Si la CNIL ne juge pas cette pratique illégale en soi, elle la conditionne à un consentement "éclairé" de l'utilisateur.
Or, l'enquête a révélé une absence d'information claire sur le fait que l'accès aux services de Google était conditionné au dépôt de traceurs publicitaires. L'utilisateur n'était donc pas en mesure de donner un consentement pleinement informé des conséquences de son choix.
Le second manquement, tout aussi significatif, porte sur l'insertion de publicités au sein de la messagerie Gmail.
Pour les utilisateurs ayant activé les "fonctionnalités intelligentes" qui trient les emails en différentes catégories (Principale, Promotions, Réseaux sociaux), des messages publicitaires étaient affichés entre les courriels personnels, sans distinction claire.
La CNIL, s'appuyant sur une jurisprudence de la Cour de Justice de l'Union Européenne (CJUE), a qualifié cette pratique de "prospection directe par courrier électronique", nécessitant un consentement préalable explicite.
Avec 53 millions d'utilisateurs français concernés, l'ampleur de ce manquement a pesé lourd dans la balance.
Shein : un parcours utilisateur semé d'embûches pour refuser les cookies
Pour Shein, les manquements constatés par la CNIL relèvent d'une conception de l'interface utilisateur qui rendait le refus des cookies particulièrement complexe, voire inefficace.
L'autorité a d'abord constaté que des traceurs, notamment à finalité publicitaire, étaient déposés sur le terminal de l'utilisateur dès son arrivée sur le site "shein.com", avant même toute action de sa part sur le bandeau d'information. Cette pratique constitue une violation directe de l'exigence de consentement préalable.
Ensuite, les bandeaux d'information eux-mêmes étaient jugés incomplets.
Ni le premier bandeau, qui proposait pourtant un bouton "Tout refuser", ni la fenêtre surgissante qui apparaissait ensuite, n'informaient l'utilisateur de la finalité publicitaire des traceurs.
De plus, le second niveau d'information, accessible via les "Paramètres des cookies", omettait de lister l'identité des entreprises tierces susceptibles de déposer des traceurs.
Enfin, et c'est un point crucial, les mécanismes de refus étaient défaillants. Même lorsqu'un utilisateur cliquait sur "Tout refuser" ou tentait de retirer son consentement, de nouveaux traceurs étaient déposés et ceux déjà présents continuaient d'être lus.
En somme, le choix de l'utilisateur était tout simplement ignoré.
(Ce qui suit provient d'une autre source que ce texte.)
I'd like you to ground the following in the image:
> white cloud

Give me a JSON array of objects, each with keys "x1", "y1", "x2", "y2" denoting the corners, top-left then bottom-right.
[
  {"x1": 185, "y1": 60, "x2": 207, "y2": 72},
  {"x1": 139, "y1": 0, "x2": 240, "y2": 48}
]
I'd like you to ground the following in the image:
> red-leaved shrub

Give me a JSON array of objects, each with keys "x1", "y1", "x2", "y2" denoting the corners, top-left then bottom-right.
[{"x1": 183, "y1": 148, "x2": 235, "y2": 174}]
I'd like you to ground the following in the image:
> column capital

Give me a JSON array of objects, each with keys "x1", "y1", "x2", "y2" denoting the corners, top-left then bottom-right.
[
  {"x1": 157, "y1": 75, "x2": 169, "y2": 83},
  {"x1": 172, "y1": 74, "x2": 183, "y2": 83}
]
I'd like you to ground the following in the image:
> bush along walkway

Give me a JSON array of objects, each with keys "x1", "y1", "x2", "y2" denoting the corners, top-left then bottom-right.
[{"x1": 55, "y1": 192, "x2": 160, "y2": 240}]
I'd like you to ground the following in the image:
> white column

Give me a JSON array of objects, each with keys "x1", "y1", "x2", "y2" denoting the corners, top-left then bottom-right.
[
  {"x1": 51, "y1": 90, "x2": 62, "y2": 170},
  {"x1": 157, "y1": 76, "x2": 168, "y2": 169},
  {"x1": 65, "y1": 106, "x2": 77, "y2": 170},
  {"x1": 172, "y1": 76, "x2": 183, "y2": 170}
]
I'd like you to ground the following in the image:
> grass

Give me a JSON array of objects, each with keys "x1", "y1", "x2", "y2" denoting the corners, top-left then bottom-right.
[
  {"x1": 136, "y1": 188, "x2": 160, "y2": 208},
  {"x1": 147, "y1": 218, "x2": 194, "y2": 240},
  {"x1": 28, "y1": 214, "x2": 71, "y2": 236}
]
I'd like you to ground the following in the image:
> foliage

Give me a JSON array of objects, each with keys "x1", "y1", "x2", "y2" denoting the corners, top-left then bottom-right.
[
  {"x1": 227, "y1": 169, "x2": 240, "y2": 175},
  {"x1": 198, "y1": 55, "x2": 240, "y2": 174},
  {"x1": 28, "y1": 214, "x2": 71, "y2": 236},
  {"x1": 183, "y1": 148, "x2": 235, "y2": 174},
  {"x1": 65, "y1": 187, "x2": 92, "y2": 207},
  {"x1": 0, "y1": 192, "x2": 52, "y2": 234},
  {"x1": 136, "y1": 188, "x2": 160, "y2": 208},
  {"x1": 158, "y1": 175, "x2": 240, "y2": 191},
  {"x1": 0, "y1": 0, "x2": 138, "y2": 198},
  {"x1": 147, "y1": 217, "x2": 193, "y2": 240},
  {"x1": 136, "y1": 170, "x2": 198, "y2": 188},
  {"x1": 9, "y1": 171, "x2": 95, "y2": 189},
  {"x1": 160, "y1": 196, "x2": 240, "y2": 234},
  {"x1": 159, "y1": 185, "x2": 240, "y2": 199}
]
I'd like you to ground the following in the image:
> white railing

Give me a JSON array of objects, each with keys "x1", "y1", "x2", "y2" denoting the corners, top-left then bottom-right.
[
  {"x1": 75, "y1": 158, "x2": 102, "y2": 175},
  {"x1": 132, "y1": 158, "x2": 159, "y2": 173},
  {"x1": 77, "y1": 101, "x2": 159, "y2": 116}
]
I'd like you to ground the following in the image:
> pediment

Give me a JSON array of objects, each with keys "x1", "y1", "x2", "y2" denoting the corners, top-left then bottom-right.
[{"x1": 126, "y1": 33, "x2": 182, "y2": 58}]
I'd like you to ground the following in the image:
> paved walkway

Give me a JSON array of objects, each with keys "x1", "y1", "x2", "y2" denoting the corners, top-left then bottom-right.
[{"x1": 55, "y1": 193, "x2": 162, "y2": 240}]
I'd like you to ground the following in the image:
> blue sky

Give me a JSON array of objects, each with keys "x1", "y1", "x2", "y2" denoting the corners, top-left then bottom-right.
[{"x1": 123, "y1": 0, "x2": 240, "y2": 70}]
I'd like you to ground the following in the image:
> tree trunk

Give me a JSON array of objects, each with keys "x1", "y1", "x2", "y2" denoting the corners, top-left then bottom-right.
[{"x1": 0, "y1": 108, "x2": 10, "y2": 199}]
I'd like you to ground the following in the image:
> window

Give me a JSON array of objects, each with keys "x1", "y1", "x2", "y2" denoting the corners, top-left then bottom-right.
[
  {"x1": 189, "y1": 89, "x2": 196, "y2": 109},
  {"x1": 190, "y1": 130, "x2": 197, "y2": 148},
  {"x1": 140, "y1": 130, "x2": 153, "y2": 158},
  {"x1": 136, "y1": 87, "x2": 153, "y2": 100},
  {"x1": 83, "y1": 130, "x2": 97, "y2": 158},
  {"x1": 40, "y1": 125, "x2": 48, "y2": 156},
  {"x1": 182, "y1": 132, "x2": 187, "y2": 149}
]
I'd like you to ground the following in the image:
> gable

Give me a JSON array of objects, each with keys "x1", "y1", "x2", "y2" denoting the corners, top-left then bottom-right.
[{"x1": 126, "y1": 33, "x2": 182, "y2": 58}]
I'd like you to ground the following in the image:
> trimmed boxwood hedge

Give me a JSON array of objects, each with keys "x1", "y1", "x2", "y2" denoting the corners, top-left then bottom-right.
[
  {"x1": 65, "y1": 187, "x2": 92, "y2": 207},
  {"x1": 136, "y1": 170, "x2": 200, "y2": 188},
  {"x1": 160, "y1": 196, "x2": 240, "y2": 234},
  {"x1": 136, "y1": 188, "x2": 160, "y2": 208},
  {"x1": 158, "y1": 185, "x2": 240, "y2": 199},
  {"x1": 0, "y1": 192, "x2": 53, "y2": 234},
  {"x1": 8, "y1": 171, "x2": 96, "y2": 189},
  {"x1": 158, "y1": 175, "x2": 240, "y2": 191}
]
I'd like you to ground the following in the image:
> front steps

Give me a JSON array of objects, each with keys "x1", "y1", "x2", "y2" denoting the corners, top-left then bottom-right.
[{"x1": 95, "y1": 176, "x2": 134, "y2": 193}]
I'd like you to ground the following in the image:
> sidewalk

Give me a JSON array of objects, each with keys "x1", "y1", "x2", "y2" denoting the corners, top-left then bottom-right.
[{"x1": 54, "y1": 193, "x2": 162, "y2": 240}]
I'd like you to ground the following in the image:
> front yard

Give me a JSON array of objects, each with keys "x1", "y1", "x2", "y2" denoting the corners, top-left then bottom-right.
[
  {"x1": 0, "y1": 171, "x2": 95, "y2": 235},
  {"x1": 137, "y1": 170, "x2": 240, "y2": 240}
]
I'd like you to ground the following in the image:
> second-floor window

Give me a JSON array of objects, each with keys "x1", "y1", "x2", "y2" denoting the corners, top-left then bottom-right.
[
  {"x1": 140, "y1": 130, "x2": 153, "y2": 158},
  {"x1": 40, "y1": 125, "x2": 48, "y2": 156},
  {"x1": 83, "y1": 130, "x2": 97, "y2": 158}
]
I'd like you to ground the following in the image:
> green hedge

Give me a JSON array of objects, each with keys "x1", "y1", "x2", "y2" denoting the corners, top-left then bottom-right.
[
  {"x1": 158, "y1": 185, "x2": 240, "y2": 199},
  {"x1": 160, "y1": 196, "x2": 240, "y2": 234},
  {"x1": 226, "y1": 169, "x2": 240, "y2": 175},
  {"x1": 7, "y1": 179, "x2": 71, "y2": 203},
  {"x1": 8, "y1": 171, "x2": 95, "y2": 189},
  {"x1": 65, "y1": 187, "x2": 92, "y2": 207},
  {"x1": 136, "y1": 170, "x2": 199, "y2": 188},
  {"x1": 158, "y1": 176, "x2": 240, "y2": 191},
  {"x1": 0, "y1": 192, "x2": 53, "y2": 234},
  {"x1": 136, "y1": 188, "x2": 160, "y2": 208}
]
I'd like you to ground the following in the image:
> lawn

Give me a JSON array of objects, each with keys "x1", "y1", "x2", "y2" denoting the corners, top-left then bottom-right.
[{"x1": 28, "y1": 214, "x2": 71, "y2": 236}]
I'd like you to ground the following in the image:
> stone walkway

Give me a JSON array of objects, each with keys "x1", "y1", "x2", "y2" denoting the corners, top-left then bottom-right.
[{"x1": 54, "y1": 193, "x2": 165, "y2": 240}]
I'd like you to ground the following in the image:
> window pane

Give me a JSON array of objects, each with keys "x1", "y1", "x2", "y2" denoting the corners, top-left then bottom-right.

Des réactions contrastées et des conséquences à venir
Face à ces sanctions, les réactions des deux entreprises ont été radicalement différentes.
Shein a immédiatement annoncé son intention de former un recours devant le Conseil d'État et la Cour de Justice de l'Union Européenne, qualifiant l'amende de "totalement disproportionnée" et l'attribuant à des "considérations politiques".
L'entreprise met en avant sa mise en conformité actuelle avec les exigences de la CNIL, intervenue depuis les contrôles.
Google, pour sa part, a adopté une posture plus mesurée, déclarant "étudier le contenu de la décision" et rappelant que "les utilisateurs ont toujours eu la possibilité de contrôler les annonces qu'ils voient dans nos produits".
L'entreprise a également mentionné avoir effectué des mises à jour pour répondre aux préoccupations de la CNIL. Cependant, cette défense est mise à mal par le caractère répété des infractions.
Au-delà des amendes, la décision de la CNIL à l'encontre de Google est assortie d'une injonction de mise en conformité dans un délai de six mois.
Passé ce délai, Google et sa filiale irlandaise s'exposent à des astreintes de 100 000 euros par jour de retard. Les deux entreprises disposent d'un délai de quatre mois pour faire appel de la décision devant la justice administrative.
Ces sanctions record illustrent la détermination des autorités de régulation européennes, et de la CNIL en particulier, à faire appliquer strictement le Règlement Général sur la Protection des Données (RGPD) et la directive ePrivacy.
Elles rappellent aux géants du numérique que l'accès au marché européen est conditionné au respect des droits fondamentaux des citoyens, notamment le droit à la protection de leurs données personnelles.
Le bras de fer entre les régulateurs et les plateformes, dont le modèle économique repose en grande partie sur l'exploitation de ces données, est loin d'être terminé.